De sfeer op de afdeling begint grimmiger te worden. Na verloop van tijd gaan ze me steeds meer negeren en keuren me op een gegeven moment geen blik meer waardig. De meisjes, waarmee ik dacht een goede relatie te hebben, keren zich als een blok tegen me. Ik voel me er niet tegenop gewassen. Erger nog, ik kan er helemaal niet tegen. Ik weet niet hoe ik moet reageren en zeg dus niets, doe alsof ik er geen weet van heb. Twee meisjes zeggen dat ze de manier waarop de rest mij negeert niet leuk vinden, maar uiteindelijk blijven ze trouw aan hun collega’s die volharden in stilzwijgen. Moe ben ik, heel moe. Zo is er bijna niet te werken.
Als ik na de bazaar weer bij de directeur aanklop voor een van onze wekelijkse besprekingen, vraagt hij:
“En Elly, hoe staat het met de vorderingen voor de reorganisatie?”
“Dat loopt niet zoals ik zou willen”, antwoord ik hem en vertel dat de meiden het er niet mee eens zijn en dat op een heel duidelijke manier laten merken.
“Nou Elly, dan kan je het wel vergeten”, zegt hij me onomwonden.
Ik ben perplex. Ik heb zo mijn best gedaan om dit in elkaar te zetten en nog meer heb ik voet bij stuk gehouden tegenover de meisjes. Hij was toch degene die me zei dat het in september door moest gaan. Ik verwachtte dat hij achter me zou staan. Nu laat hij me vallen als een baksteen. Het voelt alsof alles uit mijn handen wordt geslagen. Hoe moet ik nu verder? Tegen ze zeggen dat al die plannen niet doorgaan? Dat is toch een vreselijk gezichtsverlies nadat ik me zo pertinent heb opgesteld. Hoe moet ik mezelf dan nog handhaven?

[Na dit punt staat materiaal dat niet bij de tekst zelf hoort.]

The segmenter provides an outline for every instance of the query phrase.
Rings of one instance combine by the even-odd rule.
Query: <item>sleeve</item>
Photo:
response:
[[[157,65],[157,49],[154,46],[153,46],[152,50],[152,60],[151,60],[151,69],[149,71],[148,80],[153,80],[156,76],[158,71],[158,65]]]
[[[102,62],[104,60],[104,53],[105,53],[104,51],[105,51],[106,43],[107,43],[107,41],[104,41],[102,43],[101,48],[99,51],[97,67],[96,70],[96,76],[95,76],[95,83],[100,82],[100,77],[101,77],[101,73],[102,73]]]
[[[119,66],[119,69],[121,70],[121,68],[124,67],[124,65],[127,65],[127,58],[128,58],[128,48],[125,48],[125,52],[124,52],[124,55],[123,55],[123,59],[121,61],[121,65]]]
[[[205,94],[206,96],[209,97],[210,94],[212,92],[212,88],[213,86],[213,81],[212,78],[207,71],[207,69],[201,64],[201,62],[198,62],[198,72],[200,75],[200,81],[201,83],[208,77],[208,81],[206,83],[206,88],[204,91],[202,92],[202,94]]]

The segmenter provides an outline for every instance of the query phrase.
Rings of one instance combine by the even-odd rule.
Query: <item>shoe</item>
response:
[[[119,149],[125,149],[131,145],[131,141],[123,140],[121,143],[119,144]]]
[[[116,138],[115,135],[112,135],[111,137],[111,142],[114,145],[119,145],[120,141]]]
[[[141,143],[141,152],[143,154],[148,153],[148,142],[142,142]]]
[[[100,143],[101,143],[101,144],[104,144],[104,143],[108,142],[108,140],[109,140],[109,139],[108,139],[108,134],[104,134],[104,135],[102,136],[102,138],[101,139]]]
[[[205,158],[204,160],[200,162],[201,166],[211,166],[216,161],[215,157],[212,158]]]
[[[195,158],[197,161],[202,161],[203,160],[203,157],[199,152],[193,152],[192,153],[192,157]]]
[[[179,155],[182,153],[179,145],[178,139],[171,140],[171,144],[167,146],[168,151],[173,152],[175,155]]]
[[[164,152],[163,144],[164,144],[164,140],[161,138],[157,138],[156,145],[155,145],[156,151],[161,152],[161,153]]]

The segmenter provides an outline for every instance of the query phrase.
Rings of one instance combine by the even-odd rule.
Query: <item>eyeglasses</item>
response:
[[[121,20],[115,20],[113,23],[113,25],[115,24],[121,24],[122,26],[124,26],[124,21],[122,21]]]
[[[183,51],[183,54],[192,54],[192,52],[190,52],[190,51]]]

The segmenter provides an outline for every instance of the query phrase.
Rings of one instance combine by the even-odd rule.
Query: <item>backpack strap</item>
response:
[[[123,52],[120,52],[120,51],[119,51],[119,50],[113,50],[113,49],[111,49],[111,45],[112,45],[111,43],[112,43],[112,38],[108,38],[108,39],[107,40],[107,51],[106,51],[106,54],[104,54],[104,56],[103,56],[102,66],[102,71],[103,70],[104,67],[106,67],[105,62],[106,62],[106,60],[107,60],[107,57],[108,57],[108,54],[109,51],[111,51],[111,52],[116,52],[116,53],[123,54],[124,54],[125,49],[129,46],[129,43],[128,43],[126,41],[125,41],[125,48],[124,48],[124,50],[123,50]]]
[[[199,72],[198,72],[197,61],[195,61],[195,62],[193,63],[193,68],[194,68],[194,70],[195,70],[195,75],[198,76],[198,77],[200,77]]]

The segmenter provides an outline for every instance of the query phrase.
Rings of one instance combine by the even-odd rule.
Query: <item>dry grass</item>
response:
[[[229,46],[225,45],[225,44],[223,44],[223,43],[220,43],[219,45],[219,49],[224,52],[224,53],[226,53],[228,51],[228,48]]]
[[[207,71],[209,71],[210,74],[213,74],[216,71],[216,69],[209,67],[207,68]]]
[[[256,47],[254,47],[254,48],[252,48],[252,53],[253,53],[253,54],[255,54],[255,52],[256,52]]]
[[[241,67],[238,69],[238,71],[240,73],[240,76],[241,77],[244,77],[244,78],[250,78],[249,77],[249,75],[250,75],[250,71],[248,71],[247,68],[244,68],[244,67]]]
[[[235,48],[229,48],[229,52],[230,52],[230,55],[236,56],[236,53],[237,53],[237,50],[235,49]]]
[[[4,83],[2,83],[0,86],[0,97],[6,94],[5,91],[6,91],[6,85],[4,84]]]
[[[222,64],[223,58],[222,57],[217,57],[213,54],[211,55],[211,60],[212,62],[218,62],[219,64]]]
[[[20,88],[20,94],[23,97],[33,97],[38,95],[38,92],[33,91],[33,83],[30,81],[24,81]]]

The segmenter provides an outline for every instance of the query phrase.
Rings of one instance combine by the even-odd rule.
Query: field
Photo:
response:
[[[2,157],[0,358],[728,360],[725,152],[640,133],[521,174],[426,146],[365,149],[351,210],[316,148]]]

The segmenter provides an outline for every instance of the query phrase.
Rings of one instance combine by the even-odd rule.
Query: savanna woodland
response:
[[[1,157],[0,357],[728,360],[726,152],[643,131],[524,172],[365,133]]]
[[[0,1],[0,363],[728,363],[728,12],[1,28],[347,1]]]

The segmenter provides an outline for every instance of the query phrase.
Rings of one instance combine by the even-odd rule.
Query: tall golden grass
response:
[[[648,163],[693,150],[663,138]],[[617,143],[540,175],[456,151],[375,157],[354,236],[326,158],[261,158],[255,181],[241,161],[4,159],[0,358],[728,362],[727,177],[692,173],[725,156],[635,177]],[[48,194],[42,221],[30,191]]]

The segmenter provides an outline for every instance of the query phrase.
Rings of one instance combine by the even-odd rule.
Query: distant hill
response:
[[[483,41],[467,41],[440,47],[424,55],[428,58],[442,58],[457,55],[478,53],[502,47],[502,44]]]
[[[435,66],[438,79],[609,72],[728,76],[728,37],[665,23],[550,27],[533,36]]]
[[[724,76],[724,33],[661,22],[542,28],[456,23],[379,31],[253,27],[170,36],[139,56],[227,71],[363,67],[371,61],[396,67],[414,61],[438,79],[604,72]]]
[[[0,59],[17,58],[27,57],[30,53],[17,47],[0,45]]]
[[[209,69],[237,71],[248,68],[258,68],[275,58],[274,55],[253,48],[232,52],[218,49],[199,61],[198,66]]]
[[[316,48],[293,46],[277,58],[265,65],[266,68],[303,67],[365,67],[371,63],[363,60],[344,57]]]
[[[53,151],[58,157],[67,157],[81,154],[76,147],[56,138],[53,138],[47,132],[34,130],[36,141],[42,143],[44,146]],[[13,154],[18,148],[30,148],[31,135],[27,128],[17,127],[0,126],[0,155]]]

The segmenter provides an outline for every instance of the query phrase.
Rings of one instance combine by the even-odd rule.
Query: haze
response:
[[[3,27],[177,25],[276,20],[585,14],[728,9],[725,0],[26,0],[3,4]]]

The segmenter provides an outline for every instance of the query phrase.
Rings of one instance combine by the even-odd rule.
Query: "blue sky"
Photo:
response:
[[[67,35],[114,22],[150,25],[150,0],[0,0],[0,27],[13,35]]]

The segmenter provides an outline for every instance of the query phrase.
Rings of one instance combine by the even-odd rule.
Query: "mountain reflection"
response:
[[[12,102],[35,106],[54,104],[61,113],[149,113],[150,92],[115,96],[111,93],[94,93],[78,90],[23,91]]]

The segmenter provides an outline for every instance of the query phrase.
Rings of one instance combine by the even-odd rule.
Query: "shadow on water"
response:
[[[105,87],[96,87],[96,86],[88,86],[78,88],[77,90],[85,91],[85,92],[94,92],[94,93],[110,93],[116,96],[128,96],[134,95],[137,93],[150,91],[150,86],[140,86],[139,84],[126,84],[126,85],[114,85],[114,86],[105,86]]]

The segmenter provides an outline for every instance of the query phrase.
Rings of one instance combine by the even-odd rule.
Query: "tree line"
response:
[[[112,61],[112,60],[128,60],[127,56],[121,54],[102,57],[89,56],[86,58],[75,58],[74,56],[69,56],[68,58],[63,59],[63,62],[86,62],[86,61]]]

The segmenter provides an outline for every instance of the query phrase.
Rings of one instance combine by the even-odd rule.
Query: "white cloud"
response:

De volgende werkbespreking wordt een ramp. Ik krijg de wind van voren en word van alle kanten aangevallen. Ze vertellen me dat ze met de directeur hebben gesproken en zeggen hun vertrouwen in me op. Noemen me chaotisch en storten een enorme berg kritiek over me uit. Ik ben verbijsterd en sta met een mond vol tanden. Hoe is het mogelijk dat ik dit niet heb zien aankomen. Zijn er dan helemaal geen signalen geweest of was ik ziende blind? Uit het veld geslagen en niet wetend wat ik doe sta ik op van de vergadertafel en loop weg naar mijn kantoor. Ik voel me als een kat in een vreemd pakhuis en weet niet wat ik doen moet. Besluiteloos loop ik heen en weer in mijn kleine kantoor, wat nu? Even overweeg ik gewoon terug te wandelen en verder te vergaderen, maar wat moet ik dan zeggen? Hoe kan ik nu nog teruggaan? Mijn gevoel van machteloosheid gaat over in paniek. Ik weet geen uitweg uit deze benauwde situatie. Ik grijp mijn tas en jas en wil alleen nog maar weg. Weg van dit gevoel, weg van deze onheilsplek. Bij de receptie vraag ik of ze me ziek willen melden. Even later zit ik snikkend in de auto. Al mijn zekerheid is onderuitgehaald. Het voelt net zoals toen. Weer is de basis onder mijn bestaan weggeslagen. Een basis die lucht blijkt te zijn. Maar deze keer heb ik er niet zelf voor gekozen.

Thuis op de bank kruip ik in een hoekje en laat mijn tranen de vrije loop. Alle ellende van de afgelopen jaren lijkt zich over me uit te storten. Ik kan geen kant meer op. Hoe moet ik hier nog uit zien te komen? Er is niets meer om op een rijtje te zetten. Hier heb ik nooit rekening mee gehouden. Ik huil en huil tot ik geen tranen meer over heb. Dan is er alleen nog maar niet weten, niet zijn, niet… niet…helemaal niets.